Ye Feng le había prometido que estarían juntos toda la vida, sin separarse ni siquiera en el ocaso de sus vidas.
No creía que Ye Feng la abandonaría a mitad de camino. Creía que él debía de estar todavía esperando su rescate en algún lugar cercano del océano.
Y lo que es más importante, de camino al Mar del Sur para consolar a Wen Rou, cuando la contactó, recibió de ella una información de suma importancia:
¡Ye Feng tenía una Espada Voladora que podía volar!
Además, esta Espada Voladora era extremadamente poderosa. Incluso había destruido un Avión de Reconocimiento Pájaro Negro, promocionado como indestructible, justo delante de Wen Rou.
Esta información hizo que Jiang Yixue estuviera aún más convencida de que Ye Feng, al poseer una Espada Voladora tan poderosa, no podría haber perecido en el océano por un simple accidente de avión.
—Dios, he visto a gente ciegamente enamorada, pero nunca he visto a nadie tan perdidamente enamorado como usted…
Jack negó con la cabeza con una sonrisa amarga, con un aire de total impotencia.
Este accidente aéreo era el más extraño que había encontrado en sus muchos años de trabajo de rescate.
Se habían producido tormentas eléctricas extremas en condiciones meteorológicas que no deberían haberlas generado; y a juzgar por algunos de los restos del avión que se recuperaron, no parecía que el avión hubiera sido destruido por un rayo, sino más bien que había sido golpeado y hundido por algún objeto pesado…

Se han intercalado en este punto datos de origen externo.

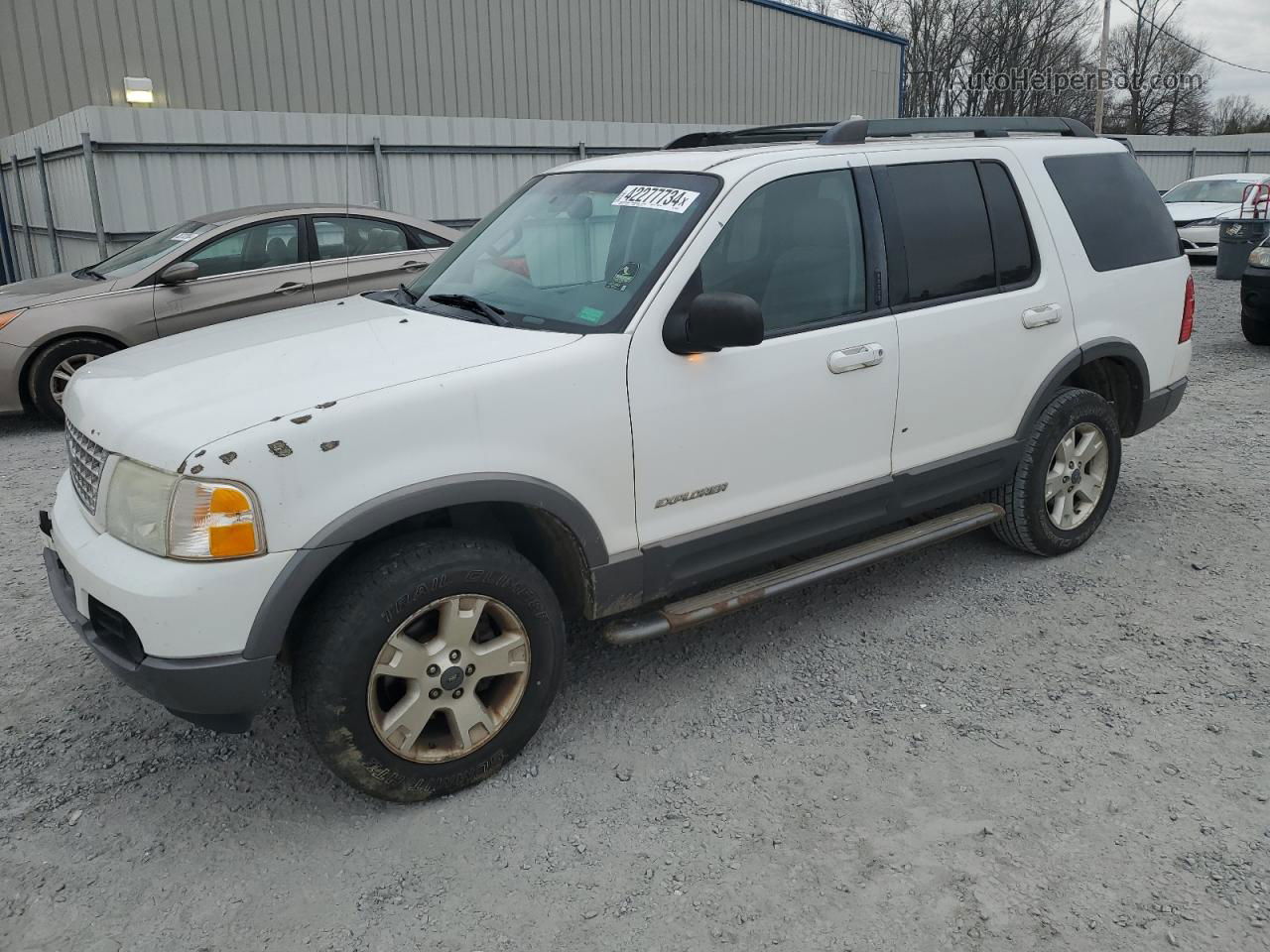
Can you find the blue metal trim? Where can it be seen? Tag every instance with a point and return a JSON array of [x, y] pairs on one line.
[[832, 22]]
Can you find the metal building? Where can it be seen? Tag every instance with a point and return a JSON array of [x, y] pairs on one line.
[[254, 96]]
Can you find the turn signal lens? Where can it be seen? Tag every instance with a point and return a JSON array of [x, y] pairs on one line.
[[1188, 311], [213, 521]]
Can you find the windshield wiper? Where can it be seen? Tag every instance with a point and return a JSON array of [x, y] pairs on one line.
[[492, 315]]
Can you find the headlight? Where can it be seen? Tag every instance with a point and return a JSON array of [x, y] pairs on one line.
[[182, 517], [137, 504], [213, 521]]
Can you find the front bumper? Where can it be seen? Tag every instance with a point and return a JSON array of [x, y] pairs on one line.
[[1255, 294], [128, 604], [1160, 405], [10, 372]]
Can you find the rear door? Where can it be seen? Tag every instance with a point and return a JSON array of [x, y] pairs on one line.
[[980, 303], [245, 272], [357, 253], [754, 433]]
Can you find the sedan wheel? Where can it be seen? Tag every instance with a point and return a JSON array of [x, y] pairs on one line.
[[62, 375]]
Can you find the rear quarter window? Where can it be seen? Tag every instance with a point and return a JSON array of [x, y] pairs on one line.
[[1115, 209]]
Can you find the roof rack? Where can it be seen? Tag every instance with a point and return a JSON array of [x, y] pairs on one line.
[[856, 131]]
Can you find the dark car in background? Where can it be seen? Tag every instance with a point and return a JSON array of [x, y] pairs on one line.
[[216, 268]]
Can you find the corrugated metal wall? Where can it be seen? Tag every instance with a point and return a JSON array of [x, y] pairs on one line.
[[1170, 160], [160, 167], [706, 61]]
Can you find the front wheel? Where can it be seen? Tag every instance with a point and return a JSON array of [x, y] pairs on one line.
[[429, 664], [53, 368], [1066, 479]]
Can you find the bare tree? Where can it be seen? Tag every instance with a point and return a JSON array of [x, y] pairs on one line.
[[1232, 116], [1150, 54]]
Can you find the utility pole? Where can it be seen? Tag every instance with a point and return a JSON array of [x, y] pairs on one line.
[[1102, 67]]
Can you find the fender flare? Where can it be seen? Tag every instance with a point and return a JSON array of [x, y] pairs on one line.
[[336, 537], [1082, 356]]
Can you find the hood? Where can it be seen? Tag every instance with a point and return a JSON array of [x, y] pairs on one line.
[[1199, 211], [46, 291], [159, 402]]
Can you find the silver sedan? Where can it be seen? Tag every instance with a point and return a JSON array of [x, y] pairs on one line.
[[216, 268]]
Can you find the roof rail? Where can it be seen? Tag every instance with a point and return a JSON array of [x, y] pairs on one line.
[[856, 131], [788, 132]]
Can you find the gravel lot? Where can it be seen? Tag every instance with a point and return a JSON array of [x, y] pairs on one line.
[[966, 748]]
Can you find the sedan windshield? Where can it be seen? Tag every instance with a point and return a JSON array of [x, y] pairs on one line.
[[1223, 190], [149, 250], [572, 252]]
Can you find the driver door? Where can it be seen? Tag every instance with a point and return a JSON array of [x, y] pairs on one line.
[[757, 447], [250, 271]]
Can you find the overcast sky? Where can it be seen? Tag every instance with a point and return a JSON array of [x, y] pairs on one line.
[[1233, 30]]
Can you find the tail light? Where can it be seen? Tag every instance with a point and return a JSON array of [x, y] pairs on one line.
[[1188, 311]]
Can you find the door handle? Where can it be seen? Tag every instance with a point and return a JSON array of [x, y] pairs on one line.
[[1042, 315], [853, 358]]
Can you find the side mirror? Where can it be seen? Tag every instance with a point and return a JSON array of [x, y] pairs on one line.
[[180, 273], [715, 321]]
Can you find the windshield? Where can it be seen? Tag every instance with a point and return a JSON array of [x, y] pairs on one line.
[[149, 250], [1224, 190], [572, 252]]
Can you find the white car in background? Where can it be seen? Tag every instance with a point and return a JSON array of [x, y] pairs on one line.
[[1199, 204]]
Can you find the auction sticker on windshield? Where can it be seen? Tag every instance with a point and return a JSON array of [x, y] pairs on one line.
[[667, 199]]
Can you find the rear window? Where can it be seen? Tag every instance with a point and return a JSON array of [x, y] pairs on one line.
[[1115, 209]]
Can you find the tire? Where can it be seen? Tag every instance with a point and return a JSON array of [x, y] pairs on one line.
[[361, 720], [49, 373], [1255, 331], [1086, 483]]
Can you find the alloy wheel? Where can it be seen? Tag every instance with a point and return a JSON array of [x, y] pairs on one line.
[[63, 373], [1078, 474]]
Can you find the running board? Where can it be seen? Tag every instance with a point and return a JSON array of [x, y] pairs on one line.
[[722, 601]]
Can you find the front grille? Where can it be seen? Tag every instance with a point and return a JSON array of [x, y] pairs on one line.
[[86, 460]]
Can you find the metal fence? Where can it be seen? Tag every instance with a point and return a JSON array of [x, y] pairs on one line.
[[98, 179], [1170, 160], [93, 181]]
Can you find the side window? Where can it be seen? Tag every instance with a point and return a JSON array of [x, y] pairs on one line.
[[426, 239], [1115, 209], [353, 238], [945, 226], [271, 244], [797, 248], [1012, 239]]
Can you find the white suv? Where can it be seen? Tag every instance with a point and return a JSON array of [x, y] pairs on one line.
[[639, 376]]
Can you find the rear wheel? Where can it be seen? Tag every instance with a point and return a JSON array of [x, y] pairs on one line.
[[429, 664], [1066, 477], [1255, 331], [53, 368]]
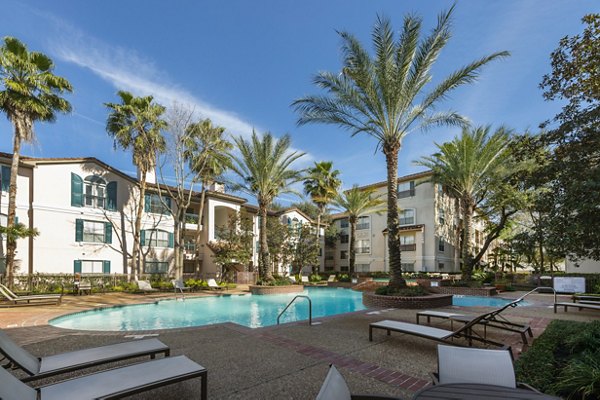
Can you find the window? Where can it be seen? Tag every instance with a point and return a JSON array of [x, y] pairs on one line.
[[91, 266], [363, 223], [156, 267], [93, 231], [153, 204], [156, 238], [406, 189], [407, 217]]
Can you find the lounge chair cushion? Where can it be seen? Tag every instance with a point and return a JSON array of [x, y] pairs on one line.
[[334, 387]]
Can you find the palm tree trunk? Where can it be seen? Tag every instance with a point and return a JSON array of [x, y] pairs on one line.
[[264, 265], [136, 254], [199, 228], [466, 250], [351, 249], [394, 252], [11, 242]]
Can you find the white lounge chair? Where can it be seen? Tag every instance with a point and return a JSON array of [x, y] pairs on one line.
[[31, 299], [146, 287], [212, 284], [473, 365]]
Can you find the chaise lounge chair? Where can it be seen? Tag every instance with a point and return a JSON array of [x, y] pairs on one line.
[[41, 367], [111, 384], [146, 287], [498, 321], [29, 300], [212, 284], [335, 388], [480, 366], [440, 335]]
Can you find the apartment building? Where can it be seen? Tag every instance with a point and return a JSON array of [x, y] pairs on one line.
[[84, 210], [428, 223]]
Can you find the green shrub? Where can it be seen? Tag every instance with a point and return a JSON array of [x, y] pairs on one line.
[[409, 291], [564, 360]]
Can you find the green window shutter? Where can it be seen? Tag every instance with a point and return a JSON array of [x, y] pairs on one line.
[[107, 232], [79, 230], [106, 267], [5, 178], [76, 190], [111, 196]]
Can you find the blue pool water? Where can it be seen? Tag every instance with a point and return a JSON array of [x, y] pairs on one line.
[[474, 301], [248, 310]]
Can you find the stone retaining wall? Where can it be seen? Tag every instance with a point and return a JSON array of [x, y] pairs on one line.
[[276, 289], [371, 299], [485, 291]]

Además, al encontrar restos que seguían las mareas, también hallaron algunos de los cuerpos de los fallecidos.
Sin embargo, después de flotar durante dos días, la mayoría de estos cuerpos se habían convertido en restos esqueléticos despojados de su carne por los peces.
Y a juzgar por los esqueletos deformados y retorcidos, habían muerto antes de caer al agua.
Estas circunstancias hicieron que Jack, con sus años de experiencia en búsqueda y rescate, creyera que las posibilidades de que hubiera supervivientes del Vuelo UA887 eran escasas o nulas, o quizás inexistentes.
Y aun así, esta empleadora de Huaxia insistía con tanta determinación, sin escatimar en gastos, llegando a declarar que registraría todo el Océano Pacífico, lo que realmente lo dejaba sin palabras.
Había visto a muchos familiares obstinados de víctimas de accidentes que creían que sus seres queridos seguían vivos, ¡pero nunca había visto a nadie tan extremo como Jiang Yixue!
—¡No es que esté ciegamente enamorada, es que él me da confianza!
Jiang Yixue sonrió levemente, mirando con calma el mar que tenía delante, donde Nie Qingwu se encontraba en un buque de búsqueda y rescate de la armada.
No era solo su fe en Ye Feng; en el barco de enfrente, también había una mujer que no escatimaría esfuerzos para encontrar a Ye Feng.
Creía que Ye Feng podía sentir la fe de ambas, ¡así que seguro que volvería sano y salvo!